Author Lev Grossman Considers the Author Photograph

Lev Grossman's brand new book The Magician King came out this week.  It's a sequel to the hugely successful The Magicians.

If you line the two books side by side on your shelf, you might not notice that the author photo on the back flap has changed.  When he's not wearing his best-selling author hat, Mr. Grossman is the book critic for Time Magazine.  Here he explains the photo switch, and then his feelings about author photos in general.

--Sarah P.

My Hideous True Form, Revisited

By Lev Grossman

Recently Viking asked me if I wanted to use my same author photo fromThe Magicians for The Magician King.  Now, I like that photo. It looks like this:

I had a professional photographer take it, because, hey, professional photographer, right? If I told you how much it cost you would reach through your computer screen and punch me in the face. But it was the cheapest professional option I could find.

It’s actually an outtake from the regular posed photo session — this is me laughing from the incredible pain of undergoing a posed photo session. I think my teeth got a little over-brightened in Photoshop — I look kind of like Ross in that episode of Friends where he has his teeth whitened. But I like it.[I also like the photo on the bio page of this site (it's from my "stubble" phase!). I didn't use it on the jacket because I can't afford the rights to it.]But some media outlets and foreign publishers balked at that photo. They wanted color photos, or they wanted something more conventional, where I was actually “looking” at the “camera.” My German publishers, for example, went a whole nother way. That’s a shot from the real posed photo session.So when Viking asked me if I wanted to try something different for The Magician King, I said, what do you think of this:

This is me in Rome last spring, for a last hurrah before this happened. It’s just a snapshot. I’m standing on a bridge over the Tiber. The light is nice because it’s like 6:00 in the morning, and Sophie and I were both awake from jet lag. Plus it’s Rome, where the light is always nice.

Obviously it’s not a professional photograph. My face is in shadow, and the trees are kind of distracting, and there’s probably other things wrong with it that my amateur eye isn’t detecting. But the Vikings liked it. So we’re using it.
I’m making eye contact, at any rate. And it’s in color. And you can’t see my teeth.

Sarah: As a critic, you've surely seen your share of author photos.  Does a serious book require a serious expression, and a comedy a smile?

Lev: I'm embarrassed to say that I'm an unreconstructed checker-of-author-photos. I suppose I should admit that the Author is Dead and it's only the text that matters, but I always look. One comes to a new book armed with so little information -- every extra bit helps. 

But to answer your question, I agree with the first part but not the second. Sometimes I like to see a comic writer sporting a deadpan author photo. It makes me think there might be some depth and some pathos underneath the humor. Always an intriguing possibility. But I'm not a huge fan of serious authors who grin in their author photos. If I'm going to be heart-wrenched by a work of high tragedy, I don't want the author winking at me from the back cover as if to say, I was only kidding!  I want him to look the way he's making me feel. 

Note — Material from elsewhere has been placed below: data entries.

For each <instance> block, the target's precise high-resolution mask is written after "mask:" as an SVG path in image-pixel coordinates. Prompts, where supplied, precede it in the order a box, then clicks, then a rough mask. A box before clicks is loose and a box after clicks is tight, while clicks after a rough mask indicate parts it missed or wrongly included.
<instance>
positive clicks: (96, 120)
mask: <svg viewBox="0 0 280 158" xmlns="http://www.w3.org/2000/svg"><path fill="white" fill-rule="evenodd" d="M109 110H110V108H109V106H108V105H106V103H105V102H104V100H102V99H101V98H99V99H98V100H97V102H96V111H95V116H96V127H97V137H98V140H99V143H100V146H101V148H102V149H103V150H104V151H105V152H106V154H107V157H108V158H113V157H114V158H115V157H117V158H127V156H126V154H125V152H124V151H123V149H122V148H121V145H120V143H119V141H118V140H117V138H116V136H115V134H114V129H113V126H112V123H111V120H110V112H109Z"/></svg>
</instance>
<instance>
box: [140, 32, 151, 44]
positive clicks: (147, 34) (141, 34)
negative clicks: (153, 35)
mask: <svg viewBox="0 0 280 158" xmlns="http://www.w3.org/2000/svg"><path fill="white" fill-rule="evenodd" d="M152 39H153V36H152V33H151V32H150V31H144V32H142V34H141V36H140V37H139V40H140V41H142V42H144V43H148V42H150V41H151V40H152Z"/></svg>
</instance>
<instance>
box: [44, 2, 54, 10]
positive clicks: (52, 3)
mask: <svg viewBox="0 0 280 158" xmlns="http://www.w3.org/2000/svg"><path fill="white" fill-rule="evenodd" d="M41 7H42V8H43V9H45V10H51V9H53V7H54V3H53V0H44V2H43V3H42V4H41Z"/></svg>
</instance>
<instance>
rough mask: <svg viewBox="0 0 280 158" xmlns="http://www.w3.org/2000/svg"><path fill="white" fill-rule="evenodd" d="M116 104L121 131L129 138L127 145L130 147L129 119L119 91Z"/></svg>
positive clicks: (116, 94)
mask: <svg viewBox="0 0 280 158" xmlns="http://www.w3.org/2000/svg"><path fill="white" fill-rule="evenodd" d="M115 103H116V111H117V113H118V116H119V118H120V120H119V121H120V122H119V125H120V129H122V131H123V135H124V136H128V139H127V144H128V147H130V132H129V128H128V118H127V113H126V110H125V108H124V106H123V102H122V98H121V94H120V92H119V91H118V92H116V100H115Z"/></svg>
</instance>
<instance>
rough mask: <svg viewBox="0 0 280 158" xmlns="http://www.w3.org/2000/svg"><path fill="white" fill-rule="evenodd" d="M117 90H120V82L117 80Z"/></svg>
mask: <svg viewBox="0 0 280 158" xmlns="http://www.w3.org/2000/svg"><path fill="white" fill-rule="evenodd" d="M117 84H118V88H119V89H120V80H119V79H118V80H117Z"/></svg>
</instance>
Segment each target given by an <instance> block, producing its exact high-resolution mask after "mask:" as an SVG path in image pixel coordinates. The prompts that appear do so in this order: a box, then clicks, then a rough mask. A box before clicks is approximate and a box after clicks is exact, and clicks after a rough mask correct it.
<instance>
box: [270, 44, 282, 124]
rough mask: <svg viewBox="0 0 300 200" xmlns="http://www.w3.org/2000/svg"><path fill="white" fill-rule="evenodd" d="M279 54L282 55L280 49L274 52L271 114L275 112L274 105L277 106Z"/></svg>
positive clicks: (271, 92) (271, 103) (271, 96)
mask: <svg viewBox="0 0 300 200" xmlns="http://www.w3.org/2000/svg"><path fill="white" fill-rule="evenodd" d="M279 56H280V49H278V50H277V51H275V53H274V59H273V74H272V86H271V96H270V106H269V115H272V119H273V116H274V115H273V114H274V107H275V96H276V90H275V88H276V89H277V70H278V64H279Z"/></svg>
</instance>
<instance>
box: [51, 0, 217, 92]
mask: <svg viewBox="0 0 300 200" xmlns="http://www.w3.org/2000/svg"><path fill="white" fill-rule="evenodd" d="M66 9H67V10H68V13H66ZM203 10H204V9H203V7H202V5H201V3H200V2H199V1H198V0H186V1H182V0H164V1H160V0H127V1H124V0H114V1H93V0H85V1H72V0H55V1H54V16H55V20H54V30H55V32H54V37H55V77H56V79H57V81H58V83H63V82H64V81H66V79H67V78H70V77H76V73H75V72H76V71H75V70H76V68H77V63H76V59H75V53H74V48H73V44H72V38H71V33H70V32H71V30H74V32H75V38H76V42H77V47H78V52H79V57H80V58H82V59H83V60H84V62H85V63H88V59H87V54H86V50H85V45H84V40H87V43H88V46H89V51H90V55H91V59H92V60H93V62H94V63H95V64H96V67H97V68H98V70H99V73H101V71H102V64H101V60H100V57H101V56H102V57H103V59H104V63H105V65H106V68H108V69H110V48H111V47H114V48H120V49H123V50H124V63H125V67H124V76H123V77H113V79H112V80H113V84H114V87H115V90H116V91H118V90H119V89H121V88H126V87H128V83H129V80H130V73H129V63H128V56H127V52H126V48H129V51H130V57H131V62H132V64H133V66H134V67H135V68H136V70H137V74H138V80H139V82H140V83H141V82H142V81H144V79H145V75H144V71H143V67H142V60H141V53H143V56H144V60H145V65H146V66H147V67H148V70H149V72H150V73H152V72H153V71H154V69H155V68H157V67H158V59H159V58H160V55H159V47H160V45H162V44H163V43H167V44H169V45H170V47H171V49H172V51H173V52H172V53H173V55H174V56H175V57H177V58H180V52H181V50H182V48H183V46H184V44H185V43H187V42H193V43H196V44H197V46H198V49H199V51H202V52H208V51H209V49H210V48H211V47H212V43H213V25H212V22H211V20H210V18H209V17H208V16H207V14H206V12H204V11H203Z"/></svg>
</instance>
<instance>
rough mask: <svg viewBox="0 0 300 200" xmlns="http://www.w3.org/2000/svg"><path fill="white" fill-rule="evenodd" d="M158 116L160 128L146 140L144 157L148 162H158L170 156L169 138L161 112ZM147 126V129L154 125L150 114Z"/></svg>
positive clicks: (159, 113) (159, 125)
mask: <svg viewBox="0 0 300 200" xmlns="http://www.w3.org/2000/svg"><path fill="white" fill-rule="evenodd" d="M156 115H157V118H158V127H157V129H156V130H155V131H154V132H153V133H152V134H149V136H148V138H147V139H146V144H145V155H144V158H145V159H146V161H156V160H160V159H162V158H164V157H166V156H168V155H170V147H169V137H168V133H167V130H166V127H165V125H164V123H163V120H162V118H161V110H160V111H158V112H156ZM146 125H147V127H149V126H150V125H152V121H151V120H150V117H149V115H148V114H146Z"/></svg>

Lev Grossman is the author of the international best-sellers Codex, The Magicians and now The Magician King.  He writes for Time Magazine and has also written for The Wall Street Journal, Salon, Wired and others.  The musings about his author photo also appeared on his blog


  1. You make an good point about an author's photo conveying the feel of the book. I like author photos that place the author somewhere, and in which the author doesn't look like he or she is trying too hard. The exact opposite of what I did...

  2. Katharine, you nailed it with "doesn't look like he or she is trying too hard." It's the very same goal with the writing, too!

  3. I both love and hate Lev Grossman. He makes me care so very much through the whole book, and then at the end it's--oh, well, life is shit but it just keeps going anyway. Leaves me bummed. But the writing is so good. I honestly don't give a flip about the author photo usually, but maybe that will change when I'm worrying about my own author photo. Good to know it matters to some people, so maybe I'll pay it some attention. And I'll try not to be too giggly and give away the fact that I'm not entirely serious.

  4. This is so interesting! You made me laugh with your line: "If I'm going to be heart-wrenched by a work of high tragedy, I don't want the author winking at me from the back cover as if to say, I was only kidding!"

    Great post.

  5. My background is in acting and I'm comfortable with the camera. I've found that many authors are not. Either that or they don't want to spend the money to hire a professional photographer. Thus, I see a lot of bad snapshots on websites and used online as profile shots.

    But I like your Rome shot, Lev. Stubble shot is nice, too. The baby shot, though, as cute as it is, might make me think you were too young to have credibility. (This is where I would put the smiley face if I did that sort of thing.)

  6. Lev, what's wrong with those people at Viking? Doesn't anybody know enough Photoshop to lighten your face in the Rome shot? Send it to me and I'll do it for you as payment for writing this article. Sheesh. Makes me wonder how helpful your publicity dept. isn't.